Given a typical keyword search in Google Scholar (see screenshot), I want to get a dictionary containing the title and url of each publication appearing on the page (eg. results = {'title': 'Cytosolic calcium regulates ion channels in the plasma membrane of Vicia faba guard cells', 'url': 'https://www.nature.com/articles/338427a0'
}.
To retrieve the results page from Google Scholar, I am using the following code:
from urllib import FancyURLopener, quote_plus
from bs4 import BeautifulSoup
class AppURLOpener(FancyURLopener):
version = 'Mozilla/5.0 (Macintosh; Intel Mac OS X 10_9_2) AppleWebKit/537.36 (KHTML, like Gecko) Chrome/33.0.1750.152 Safari/537.36'
openurl = AppURLOpener().open
query = "Vicia faba"
url = 'https://scholar.google.com/scholar?q=' + quote_plus(query) + '&ie=UTF-8&oe=UTF-8&hl=en&btnG=Search'
#print url
content = openurl(url).read()
page = BeautifulSoup(content, 'lxml')
print page
This code correctly returns the results page, in (very ugly) HTML format.
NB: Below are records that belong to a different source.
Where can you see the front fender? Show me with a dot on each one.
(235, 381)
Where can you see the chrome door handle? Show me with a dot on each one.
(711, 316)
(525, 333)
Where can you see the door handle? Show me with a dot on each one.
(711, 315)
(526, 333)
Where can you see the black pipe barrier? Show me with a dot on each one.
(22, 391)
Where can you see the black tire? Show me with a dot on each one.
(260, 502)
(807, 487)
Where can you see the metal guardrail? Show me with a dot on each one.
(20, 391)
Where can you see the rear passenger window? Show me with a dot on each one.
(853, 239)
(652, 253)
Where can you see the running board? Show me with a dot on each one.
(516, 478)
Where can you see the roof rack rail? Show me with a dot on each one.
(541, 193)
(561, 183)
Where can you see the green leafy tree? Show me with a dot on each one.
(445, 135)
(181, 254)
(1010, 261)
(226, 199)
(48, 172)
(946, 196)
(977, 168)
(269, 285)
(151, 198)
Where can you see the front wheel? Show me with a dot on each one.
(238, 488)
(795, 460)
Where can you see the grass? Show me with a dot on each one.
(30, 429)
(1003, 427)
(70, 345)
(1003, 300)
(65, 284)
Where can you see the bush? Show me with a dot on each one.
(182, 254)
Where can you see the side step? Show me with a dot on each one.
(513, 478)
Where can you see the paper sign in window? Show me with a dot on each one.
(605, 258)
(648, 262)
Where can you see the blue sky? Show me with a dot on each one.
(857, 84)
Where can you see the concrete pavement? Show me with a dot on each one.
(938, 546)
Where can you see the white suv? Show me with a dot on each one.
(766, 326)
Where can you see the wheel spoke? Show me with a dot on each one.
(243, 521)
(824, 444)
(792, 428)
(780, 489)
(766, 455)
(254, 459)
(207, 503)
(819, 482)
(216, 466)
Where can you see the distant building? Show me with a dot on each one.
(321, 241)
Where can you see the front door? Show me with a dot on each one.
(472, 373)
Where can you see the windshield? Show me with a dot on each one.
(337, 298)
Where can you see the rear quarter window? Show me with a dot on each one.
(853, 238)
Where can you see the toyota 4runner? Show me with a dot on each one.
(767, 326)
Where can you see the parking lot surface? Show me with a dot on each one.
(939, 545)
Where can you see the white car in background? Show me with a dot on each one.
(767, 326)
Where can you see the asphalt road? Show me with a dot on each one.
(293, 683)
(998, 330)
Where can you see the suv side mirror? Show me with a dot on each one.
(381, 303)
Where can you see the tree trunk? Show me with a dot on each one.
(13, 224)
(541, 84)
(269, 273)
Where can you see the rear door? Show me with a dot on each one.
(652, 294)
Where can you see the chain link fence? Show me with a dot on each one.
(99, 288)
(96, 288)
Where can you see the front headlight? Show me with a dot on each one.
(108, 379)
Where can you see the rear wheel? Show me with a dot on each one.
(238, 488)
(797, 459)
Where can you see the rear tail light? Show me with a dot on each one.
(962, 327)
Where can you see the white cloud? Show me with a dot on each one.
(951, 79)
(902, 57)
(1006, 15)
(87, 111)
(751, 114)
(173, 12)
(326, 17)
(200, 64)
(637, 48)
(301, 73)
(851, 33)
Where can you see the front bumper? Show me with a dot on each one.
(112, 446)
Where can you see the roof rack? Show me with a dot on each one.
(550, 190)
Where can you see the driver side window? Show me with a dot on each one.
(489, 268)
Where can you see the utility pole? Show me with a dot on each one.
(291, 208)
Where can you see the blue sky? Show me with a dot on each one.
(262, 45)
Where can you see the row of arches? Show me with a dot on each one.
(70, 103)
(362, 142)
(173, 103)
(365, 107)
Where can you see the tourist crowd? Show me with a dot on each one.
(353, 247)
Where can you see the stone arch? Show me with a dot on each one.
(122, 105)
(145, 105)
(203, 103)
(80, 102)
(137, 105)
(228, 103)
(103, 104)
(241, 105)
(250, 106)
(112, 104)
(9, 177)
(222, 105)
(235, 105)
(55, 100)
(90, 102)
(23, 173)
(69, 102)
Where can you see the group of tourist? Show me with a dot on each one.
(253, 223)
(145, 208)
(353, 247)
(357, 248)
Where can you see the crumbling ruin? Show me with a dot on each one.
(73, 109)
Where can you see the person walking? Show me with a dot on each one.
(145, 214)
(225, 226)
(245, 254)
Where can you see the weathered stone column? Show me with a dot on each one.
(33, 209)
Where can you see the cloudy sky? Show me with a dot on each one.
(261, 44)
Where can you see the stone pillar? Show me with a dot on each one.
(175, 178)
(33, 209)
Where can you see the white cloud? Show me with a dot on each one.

However, I have not been been able to progress beyond this point, as I could not figure out how to use BeautifulSoup (to which I am not too much familiarized) to parse the results page and retrieve the data.
Notice that the issue is with the parsing of and extracting of data from the results page, not with Google Scholar itself, since the results page is correctly retrieved by the above code.
Could anyone please give a few hints? Thanks in advance!